Rare early birds-eye view of Ashland, Oregon, printed in Milwaukee by Beck & Pauli, based upon an original drawn by Fred A. Walpole. The view shows Ashland from the Southwest (looking Northeast) and notes the population of Ashland (1500). Ten buildings are identified in the key below the map, including Ashland College, Ashland Mills and Ashland Woolen Factory.
Fred Walpole was the delineator of a number of views of towns in Oregon and far northern California Counties, all of which are quite rare. We were not able to locate any examples of this view on OCLC.

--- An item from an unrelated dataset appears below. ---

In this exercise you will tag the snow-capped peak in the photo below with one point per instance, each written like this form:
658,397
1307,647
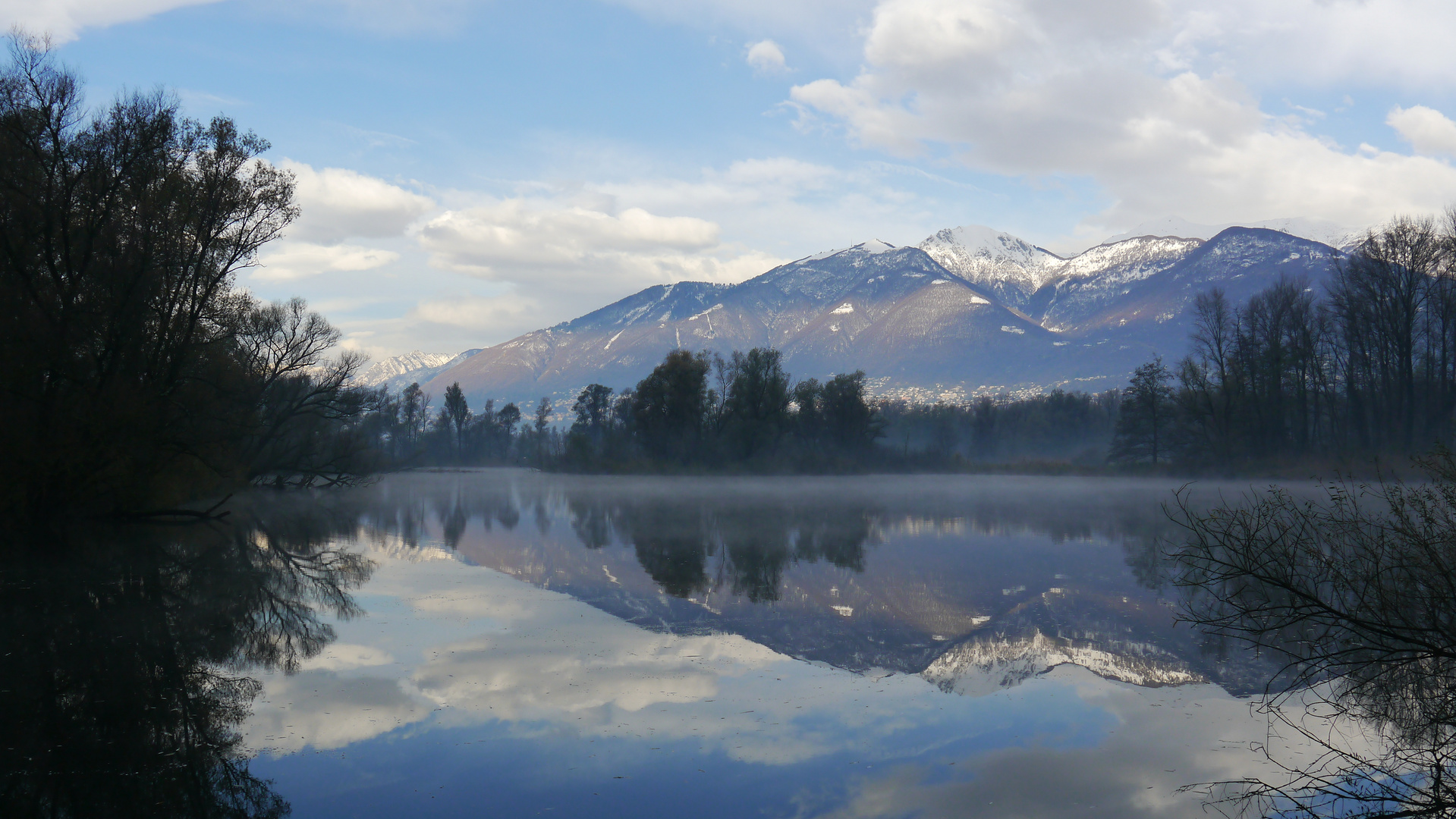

The history of Ashland begins witth the discovery of gold at Rich Gulch, a tributary of Jackson Creek. Settlers soon arrived to the Ashland area in January 1852, including Abel Helman, Eber Emery and his brother James Emery, Robert Hargadine and others. In order to capitalize on mining in nearby Jacksonville, Helman and the Emerys established a lumber mill on Ashland Creek (then called Mill Creek). During the 1860s and 1870s, Ashland grew, establishing a school, churches and other businesses. In 1871, the Post Office dropped "Mills" from Ashland's name. In November 4, 1872 Reverend J. H. Skidmore founded the Ashland Academy, which would become Southern Oregon University. In December 1887, Portland, Oregon and San Francisco, California were joined by rail at Ashland.